İLKELLİK DEĞİL Mİ BU?

Doğum ile ölüm arası bir yol. O yol boyunca yaşadıklarınız ve yaşattıklarınız, o yolu ne ile doldurduğunuz aslolan. Çoğu insan affetmek yerine affetmemeyi seçiyor. Verilen akılların çoğu affetmemeyi öğretiyor.

– Aptal mısın? Affetme!
– Yaptığı yanına kar mı kalacak…Affetme!
– Saf olma…Affetme!
– Sürünsün. Affetme!

Affetmemenin altında kibir yatar, ego yatar, gizli narsistlik yatar, öz güvensizlik yatar. Kişi, affetmeyerek karşı taraf üzerinden önce kendisini kendisine sonra o kişiye sonra da çevresine üstünlük kurarak güç kullanarak ispat etmeye çalışır. Affetmemek karşı tarafa verilen bir ceza değil, kendi içinizde verdiğiniz içsel bir savaşın dışa yansımadır. Aslında kendinize verdiğiniz bir cezadır.

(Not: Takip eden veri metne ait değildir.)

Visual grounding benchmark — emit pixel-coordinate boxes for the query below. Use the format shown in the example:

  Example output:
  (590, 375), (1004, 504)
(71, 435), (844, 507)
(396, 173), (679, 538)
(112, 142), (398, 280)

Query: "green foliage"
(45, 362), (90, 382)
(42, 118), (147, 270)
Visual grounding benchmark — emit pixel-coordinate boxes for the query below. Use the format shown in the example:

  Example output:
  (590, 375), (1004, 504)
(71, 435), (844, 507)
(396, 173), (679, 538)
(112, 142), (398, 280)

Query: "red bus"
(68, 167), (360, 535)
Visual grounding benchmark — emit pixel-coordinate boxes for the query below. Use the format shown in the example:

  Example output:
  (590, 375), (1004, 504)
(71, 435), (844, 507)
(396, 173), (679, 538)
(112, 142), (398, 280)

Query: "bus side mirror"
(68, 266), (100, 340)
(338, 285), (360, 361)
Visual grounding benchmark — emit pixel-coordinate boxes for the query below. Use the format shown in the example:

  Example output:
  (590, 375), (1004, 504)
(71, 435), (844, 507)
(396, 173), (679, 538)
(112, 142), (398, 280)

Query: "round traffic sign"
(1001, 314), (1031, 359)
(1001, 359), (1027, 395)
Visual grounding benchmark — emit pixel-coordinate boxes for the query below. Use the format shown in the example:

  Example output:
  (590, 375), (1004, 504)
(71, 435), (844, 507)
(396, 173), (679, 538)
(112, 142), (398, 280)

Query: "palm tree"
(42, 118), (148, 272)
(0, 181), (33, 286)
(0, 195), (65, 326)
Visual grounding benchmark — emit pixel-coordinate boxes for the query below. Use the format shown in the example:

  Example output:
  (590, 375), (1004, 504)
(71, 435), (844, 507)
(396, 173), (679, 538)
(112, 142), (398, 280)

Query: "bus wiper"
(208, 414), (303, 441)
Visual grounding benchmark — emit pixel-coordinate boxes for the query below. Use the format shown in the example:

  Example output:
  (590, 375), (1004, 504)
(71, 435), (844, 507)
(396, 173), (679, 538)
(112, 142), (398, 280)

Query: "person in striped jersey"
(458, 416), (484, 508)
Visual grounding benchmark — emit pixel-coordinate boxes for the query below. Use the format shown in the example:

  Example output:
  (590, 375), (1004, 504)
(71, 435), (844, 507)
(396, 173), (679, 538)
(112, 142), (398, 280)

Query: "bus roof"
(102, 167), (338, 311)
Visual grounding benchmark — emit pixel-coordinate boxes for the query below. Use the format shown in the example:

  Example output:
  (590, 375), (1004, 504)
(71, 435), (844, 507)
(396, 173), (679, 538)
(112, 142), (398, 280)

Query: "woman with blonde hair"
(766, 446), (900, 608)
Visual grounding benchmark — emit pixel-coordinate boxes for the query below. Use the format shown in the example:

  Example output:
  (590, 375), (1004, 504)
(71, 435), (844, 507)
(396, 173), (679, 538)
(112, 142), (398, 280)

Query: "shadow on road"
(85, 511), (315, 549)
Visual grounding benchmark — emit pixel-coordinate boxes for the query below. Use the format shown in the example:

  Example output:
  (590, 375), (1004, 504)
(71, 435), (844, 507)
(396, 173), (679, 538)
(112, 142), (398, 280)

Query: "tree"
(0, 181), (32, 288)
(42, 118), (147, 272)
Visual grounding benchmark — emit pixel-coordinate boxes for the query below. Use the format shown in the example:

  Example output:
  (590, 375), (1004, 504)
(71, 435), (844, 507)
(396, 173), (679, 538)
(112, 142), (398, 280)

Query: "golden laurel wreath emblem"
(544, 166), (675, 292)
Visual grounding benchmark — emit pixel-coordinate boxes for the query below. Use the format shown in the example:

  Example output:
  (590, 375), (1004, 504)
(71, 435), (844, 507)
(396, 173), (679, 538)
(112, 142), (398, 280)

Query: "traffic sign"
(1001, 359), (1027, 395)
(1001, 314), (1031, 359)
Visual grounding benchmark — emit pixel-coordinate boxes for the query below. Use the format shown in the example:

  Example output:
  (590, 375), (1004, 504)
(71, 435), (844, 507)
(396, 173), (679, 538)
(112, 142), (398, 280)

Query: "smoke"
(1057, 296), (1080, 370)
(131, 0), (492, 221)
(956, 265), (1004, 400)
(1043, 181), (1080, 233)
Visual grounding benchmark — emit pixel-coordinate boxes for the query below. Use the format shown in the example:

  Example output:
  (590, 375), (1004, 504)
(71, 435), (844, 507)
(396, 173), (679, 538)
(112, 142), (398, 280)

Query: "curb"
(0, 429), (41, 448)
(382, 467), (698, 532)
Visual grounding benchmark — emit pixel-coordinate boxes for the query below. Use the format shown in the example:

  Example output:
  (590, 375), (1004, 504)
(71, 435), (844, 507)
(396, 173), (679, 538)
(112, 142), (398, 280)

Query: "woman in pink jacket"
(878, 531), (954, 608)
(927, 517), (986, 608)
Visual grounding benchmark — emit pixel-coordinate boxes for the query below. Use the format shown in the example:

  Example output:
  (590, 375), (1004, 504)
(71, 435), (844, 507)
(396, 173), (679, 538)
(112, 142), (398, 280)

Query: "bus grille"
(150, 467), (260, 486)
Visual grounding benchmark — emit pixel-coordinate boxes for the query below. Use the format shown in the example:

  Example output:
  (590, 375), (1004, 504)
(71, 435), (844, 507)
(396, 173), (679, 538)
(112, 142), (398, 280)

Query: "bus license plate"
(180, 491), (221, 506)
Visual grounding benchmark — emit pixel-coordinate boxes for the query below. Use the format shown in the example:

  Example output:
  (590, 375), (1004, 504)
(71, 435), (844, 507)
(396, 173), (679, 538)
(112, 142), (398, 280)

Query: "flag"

“Ama Ayça hanım, her şey de affedilmez ki…” diyenler çok oluyor bana. Ediliyor, gün geliyor insan tecavüzcüsünü bile affediyor. Çünkü affetmeyen insan ilerleyemiyor. Gün gün kamburlaşıyor o duygu yükünü taşımaktan ve gün geliyor o kamburun altında kendi eziliyor. Özgürleşmek artık mecburiyet oluyor. Bu yüzdendir ki birçok kişi bazı yüklerinden yolun sonunda kurtulur çünkü ancak o zaman bırakmak zorunda kalır. Çünkü artık oradan ötesi yoktur ve o yükü taşıyacak bir yol da üstünlük kuracak kişiler de kalmamıştır, anlamlarını yitirmiştir.

Peki gerek var mı yolun sonunu beklemeye?

Yolun sonuna geldiğinde kimse “Ohh ne kadar da güzel affetmedim, ne kadar da güzel küstüm, süründürdüm, burnundan getirdim” vb. demeyecek. Ben diyenini görmedim, ama o son virajda arayıp özür dileyenleri, barışanları, sarılanları, “keşke” diyenleri çok gördüm.

Şimdi bir düşünün; sizce de birini sonsuza kadar reddetmek ilkellik değil mi?

Can Yücel’in şu sorusunu hepimizn sorması lazım kendisine;

Üç harf yan yana kaç şekilde gelir bilir misin? “Aşk” dersin…”Ben” dersin… “Sen” dersin… Sen, ben biter; “biz” dersin. Gün gelir “git” dersin. Peki “dur” kelimesinden haberdar değil misin? “Git” demek kolay, “dur” diyebilecek kadar yürekli misin?